Ripple chief technology officer David Schwartz has indicated that FTX employees are welcome to pursue careers at the blockchain cross-border payments company after the epic collapse of Sam Bankman-Fried’s empire.
The offer comes as FTX files for Chapter 11 bankruptcy protections. Bankman-Fried has also resigned, entering the fifth day of the crypto exchange’s catastrophic meltdown due to a liquidity crunch.
Ripple Open To Hiring FTX Employees
Yet another disaster has hit the crypto industry. FTX and its unofficially affiliated trading firm Alameda research were among crypto’s most prominent players up until their liquidity problems.
Binance shocked the cryptosphere when it announced its intention to bail out beleaguered rival FTX. However, the exchange has since published a statement confirming that it was backing out of the rescue agreement, citing reports of misappropriation of customer funds and results of corporate due diligence.
In a recent tweet, Ripple CTO David Schwartz noted that FTX employees who were not involved in compliance, finance, or business ethics can apply for jobs at the San Francisco-based fintech firm. The offer comes as Ripple is actively looking to expand its workforce. The firm presently has over 350 vacancies in North America and Asia, despite other crypto-focused companies reducing their corporate workforces in recent months.
FTX Files For Chapter 11
FTX has gone bust. The cornered crypto exchange announced on Twitter Friday that it had begun voluntary Chapter 11 proceedings in the U.S Bankruptcy Court for the District of Delaware. According to the memo, FTX’s move is intended to “monetize assets for the benefit of all global shareholders.

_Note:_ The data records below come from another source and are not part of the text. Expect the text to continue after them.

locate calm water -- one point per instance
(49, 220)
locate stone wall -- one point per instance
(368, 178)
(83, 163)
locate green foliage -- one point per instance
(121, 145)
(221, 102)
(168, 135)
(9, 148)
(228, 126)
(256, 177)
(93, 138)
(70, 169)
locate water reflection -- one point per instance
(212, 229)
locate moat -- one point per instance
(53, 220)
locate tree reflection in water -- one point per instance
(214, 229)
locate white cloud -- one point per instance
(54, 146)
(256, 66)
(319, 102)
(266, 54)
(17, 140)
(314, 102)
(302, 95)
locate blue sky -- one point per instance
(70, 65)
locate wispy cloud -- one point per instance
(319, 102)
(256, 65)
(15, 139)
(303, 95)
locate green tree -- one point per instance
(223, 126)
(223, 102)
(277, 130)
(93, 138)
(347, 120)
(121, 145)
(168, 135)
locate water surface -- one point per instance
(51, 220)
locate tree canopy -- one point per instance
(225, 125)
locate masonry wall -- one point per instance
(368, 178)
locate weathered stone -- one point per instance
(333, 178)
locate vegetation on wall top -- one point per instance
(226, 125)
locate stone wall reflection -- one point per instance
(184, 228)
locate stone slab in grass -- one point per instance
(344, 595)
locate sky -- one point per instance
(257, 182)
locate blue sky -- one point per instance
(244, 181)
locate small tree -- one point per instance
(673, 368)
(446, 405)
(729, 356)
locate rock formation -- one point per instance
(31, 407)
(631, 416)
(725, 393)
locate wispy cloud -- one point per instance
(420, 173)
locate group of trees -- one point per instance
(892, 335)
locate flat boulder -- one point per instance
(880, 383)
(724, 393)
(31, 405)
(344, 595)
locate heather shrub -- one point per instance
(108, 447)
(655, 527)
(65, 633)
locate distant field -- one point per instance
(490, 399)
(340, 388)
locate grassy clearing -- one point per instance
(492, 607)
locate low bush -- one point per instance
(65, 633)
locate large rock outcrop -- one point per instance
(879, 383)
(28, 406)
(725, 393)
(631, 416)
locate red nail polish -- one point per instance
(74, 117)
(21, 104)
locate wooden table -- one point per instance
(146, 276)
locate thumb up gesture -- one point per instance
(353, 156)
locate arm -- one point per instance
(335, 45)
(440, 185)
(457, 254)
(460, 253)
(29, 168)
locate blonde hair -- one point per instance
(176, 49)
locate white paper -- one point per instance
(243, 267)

The company’s sister firm Alameda Research along with approximately 130 affiliated entities, will also be seeking bankruptcy protection.
The press release also revealed that Sam Bankman-Fried, FTX’s CEO and the central figure in its fiasco, is stepping down from his role. John J. Ray III has been appointed as the new CEO.
Just hours ago, the securities commission of the Bahamas — where the troubled crypto exchange is headquartered — froze its assets. The commission said it is aware of reports suggesting that FTX’s assets were mishandled, mismanaged, or transferred to Alameda Research. The agency called these actions potentially unlawful and said the “prudent course of action” was to put FTX Digital Markets into provisional liquidation to “preserve assets and stabilize the company.”
Sam Bankman-Fried is currently facing potentially grave legal consequences while most FTX customers are still unable to withdraw their funds. On Thursday, California’s Department of Financial Protection and Innovation became the latest entity — behind New Jersey, the SEC, the Department of Justice, and Texas — to open investigations into the embattled exchange.